The CENT beaches soon became heavily congested, and many shore engineer units shifted their location—some several times—to find better exit routes. Each move cost the shore groups time, control over their organization, discipline, and equipment. Naval beach battalions, for instance, had heavy equipment that could not be shifted about easily.47
D-7 angledozers had to build most exit roads at the beaches, for the smaller R –4s again proved too weak for either road construction or vehicle salvage. The engineer regiments working the beaches had two D-7s per lettered engineer company and could easily have used a third. Cyclone wire and
Sommerfeld mat that came ashore on sleds were used to surface sandy roads. Engineers also cut and laid cane to make sandy roads passable.
DUKWs carried most supplies inland. Bleeding the tires to ten pounds of pressure enabled the craft to cross the sandy beaches but cut tire life to about 3,500 miles. Other supplies had to be manhandled, mostly by POW volunteers, and dragged to the dumps on sleds hauled by bulldozers. Not much went into the beach dumps on D-day, and before D plus 1 ended CENT beaches were hopelessly jammed. That night and the next day the original Green, Red, and Yellow beaches were abandoned, and unloading moved some three miles to the southeast, where the inland roadnet was more accessible. Operations continued at new beaches in the Scoglitti area for another week before events inland and farther west along the coast closed the CENT beaches permanently.48
During the first three days of the invasion 66,235 men, 17,766 deadweight tons of cargo, and 7,416 vehicles went ashore over Seventh Army beaches, while 666 U.S. Army troops and 614 POWs were evacuated. By the end of July the 1st Engineer Special Brigade had put ashore 111,824 men,
104,734 tons of cargo, and 21,512 vehicles, and had shipped out to North Africa 1,772 wounded and 27,939 POWs. The performance quieted fears that the beaches would be unable to support the Seventh Army.49 Around 17 July the 1st Engineer Special Brigade, on orders from General Patton, began to gather all Seventh Army supply activities and many service units under its command, taking over all unloading and supply at DIME, CENT, and JOSS beaches. The brigade’s beach operations on Sicily demonstrated that Allied planners would not have to be so closely bound by requirements for ports in preparing for future moves against the Continent.

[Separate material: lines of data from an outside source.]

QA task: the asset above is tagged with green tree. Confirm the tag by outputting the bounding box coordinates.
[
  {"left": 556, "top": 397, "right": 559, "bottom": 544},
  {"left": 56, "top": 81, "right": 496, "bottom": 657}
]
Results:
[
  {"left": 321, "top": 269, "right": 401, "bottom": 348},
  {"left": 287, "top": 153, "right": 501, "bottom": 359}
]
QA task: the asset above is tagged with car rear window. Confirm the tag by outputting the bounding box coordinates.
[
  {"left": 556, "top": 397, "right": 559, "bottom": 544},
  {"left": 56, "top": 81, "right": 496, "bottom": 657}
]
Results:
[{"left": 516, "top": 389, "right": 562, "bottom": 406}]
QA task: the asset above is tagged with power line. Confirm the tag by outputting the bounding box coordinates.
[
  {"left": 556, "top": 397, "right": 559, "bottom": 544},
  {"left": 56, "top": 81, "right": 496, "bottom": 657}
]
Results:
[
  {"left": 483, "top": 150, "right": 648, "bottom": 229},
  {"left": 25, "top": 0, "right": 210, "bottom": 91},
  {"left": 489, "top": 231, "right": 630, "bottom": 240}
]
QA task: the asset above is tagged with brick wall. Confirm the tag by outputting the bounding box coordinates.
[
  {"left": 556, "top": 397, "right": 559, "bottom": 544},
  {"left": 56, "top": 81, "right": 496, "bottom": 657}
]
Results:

Despite the generally favorable conditions for amphibious operations in Sicily, the engineers still suffered from their own inexperience. The frequent inability to adapt existing plans and procedures to new conditions in the midst of a developing situation led to continued delays in supply movement off the beaches. The haste of preparations and the curtain of security for the Sicilian landings also brought many engineers their first glimpse of new types of equipment on the busy beaches. They soon would have to apply what they learned in new thrusts onto the Italian mainland against a still determined German enemy.